„Nasz Mikis odszedł”: kompozytor „Greka Zorby” Theodorakis umiera w wieku 96 lat

Wysoki mężczyzna o ponurym spojrzeniu i burzy falowanych włosów, Theodorakis przywoływał swoją muzyką progresywną, demokratyczną wizję komunizmu i świata. Ale jego walki polityczne, w tym więzienie i tortury za jego lewicowe poglądy, odzwierciedlały inną stronę Grecji rzadko widywaną przez odwiedzających.



Kompozytor Mikis Theodorakis, którego zaraźliwa, przyziemna ścieżka dźwiękowa do filmu „Grek Zorba” pomogła milionom turystów stworzyć słoneczny, beztroski obraz jego kraju wśród milionów turystów, zmarł w czwartek w wieku 96 lat. Wiadomość o jego śmierci obiegła cały naród. sejm zatrzymał chwilę ciszy.

„Dzisiaj straciliśmy część duszy Grecji. Mikis Theodorakis, Mikis nauczyciel, intelektualista, radykał, nasz Mikis odszedł - powiedziała minister kultury Lina Mendoni. Wysoki mężczyzna o ponurym spojrzeniu i burzy falowanych włosów, Theodorakis przywołał postępową, demokratyczną wizję komunizmu i świata poprzez jego muzykę.
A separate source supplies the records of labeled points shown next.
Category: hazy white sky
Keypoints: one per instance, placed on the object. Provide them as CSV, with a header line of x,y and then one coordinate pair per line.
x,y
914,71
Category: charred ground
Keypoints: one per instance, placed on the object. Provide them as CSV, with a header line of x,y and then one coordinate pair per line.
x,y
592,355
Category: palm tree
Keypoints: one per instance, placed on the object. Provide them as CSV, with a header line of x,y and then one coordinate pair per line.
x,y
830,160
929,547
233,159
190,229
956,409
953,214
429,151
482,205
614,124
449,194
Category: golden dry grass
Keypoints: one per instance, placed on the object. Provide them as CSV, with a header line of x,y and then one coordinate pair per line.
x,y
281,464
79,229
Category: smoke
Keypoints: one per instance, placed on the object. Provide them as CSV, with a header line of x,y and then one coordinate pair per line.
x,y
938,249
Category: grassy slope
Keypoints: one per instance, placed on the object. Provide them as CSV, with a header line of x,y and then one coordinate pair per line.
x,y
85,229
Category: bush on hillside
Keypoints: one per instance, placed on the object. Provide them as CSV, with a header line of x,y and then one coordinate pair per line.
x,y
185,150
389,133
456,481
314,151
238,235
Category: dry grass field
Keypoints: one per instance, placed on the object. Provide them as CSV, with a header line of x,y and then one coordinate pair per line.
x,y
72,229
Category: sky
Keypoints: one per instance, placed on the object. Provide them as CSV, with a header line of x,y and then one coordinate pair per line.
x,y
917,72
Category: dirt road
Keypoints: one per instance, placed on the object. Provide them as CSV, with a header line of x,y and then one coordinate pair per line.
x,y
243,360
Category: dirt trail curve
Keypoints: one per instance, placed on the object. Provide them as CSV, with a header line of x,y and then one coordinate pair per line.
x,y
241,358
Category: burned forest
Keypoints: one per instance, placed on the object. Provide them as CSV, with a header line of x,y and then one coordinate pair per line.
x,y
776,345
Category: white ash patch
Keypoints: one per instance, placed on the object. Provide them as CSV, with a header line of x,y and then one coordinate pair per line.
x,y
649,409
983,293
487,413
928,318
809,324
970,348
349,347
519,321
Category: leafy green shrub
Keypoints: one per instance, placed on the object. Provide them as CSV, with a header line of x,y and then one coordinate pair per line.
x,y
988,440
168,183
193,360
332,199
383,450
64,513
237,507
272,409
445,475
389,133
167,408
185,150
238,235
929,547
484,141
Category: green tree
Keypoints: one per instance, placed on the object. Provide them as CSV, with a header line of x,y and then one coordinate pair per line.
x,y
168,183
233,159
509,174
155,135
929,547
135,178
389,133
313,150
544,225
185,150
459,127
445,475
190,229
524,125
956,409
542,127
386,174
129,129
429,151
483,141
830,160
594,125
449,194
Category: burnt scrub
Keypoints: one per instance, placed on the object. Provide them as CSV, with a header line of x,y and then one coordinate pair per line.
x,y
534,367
Ale jego walki polityczne, w tym więzienie i tortury za jego lewicowe poglądy, odzwierciedlały inną stronę Grecji rzadko widywane przez odwiedzających. Jego kompozycje wahały się od ścieżki dźwiękowej do filmu z 1964 roku – międzynarodowego hitu z Anthonym Quinnem w roli uroczego łobuza tańczącego boso na kreteńskiej plaży – do dudniącej intensywności „Romiosini” (Greek) – serii porywających piosenek o tożsamości i sprzeciwie.



„Jego dorobek był nieustanną konfrontacją z niesprawiedliwością i defetyzmem, nową walką i oporem” – napisała w oświadczeniu grecka partia komunistyczna KKE. Jego melodie zyskały powszechną popularność, stając się hymnami lewicy i ciesząc się dezaprobatą prawicy, co oznacza, że ​​często były zakazane.

Oskarżony o sympatie partyzanckie w wojnie między prawicowymi rojalistami a lewicowymi siłami ludowymi po II wojnie światowej został aresztowany i torturowany w lipcu 1947 r. Pod rządami junty wojskowej, która rządziła Grecją od 1967 do 1974 był więziony i ponownie torturowany.

W późniejszym życiu służył dwa razy w parlamencie, dla szalenie różnych partii. ??'Nie jestem komunistą ani socjaldemokratą albo coś innego. Jestem wolnym człowiekiem” – powiedział kiedyś Reuterowi w wywiadzie.

(Ten artykuł nie był edytowany przez pracowników Top News i jest automatycznie generowany na podstawie syndykowanego kanału).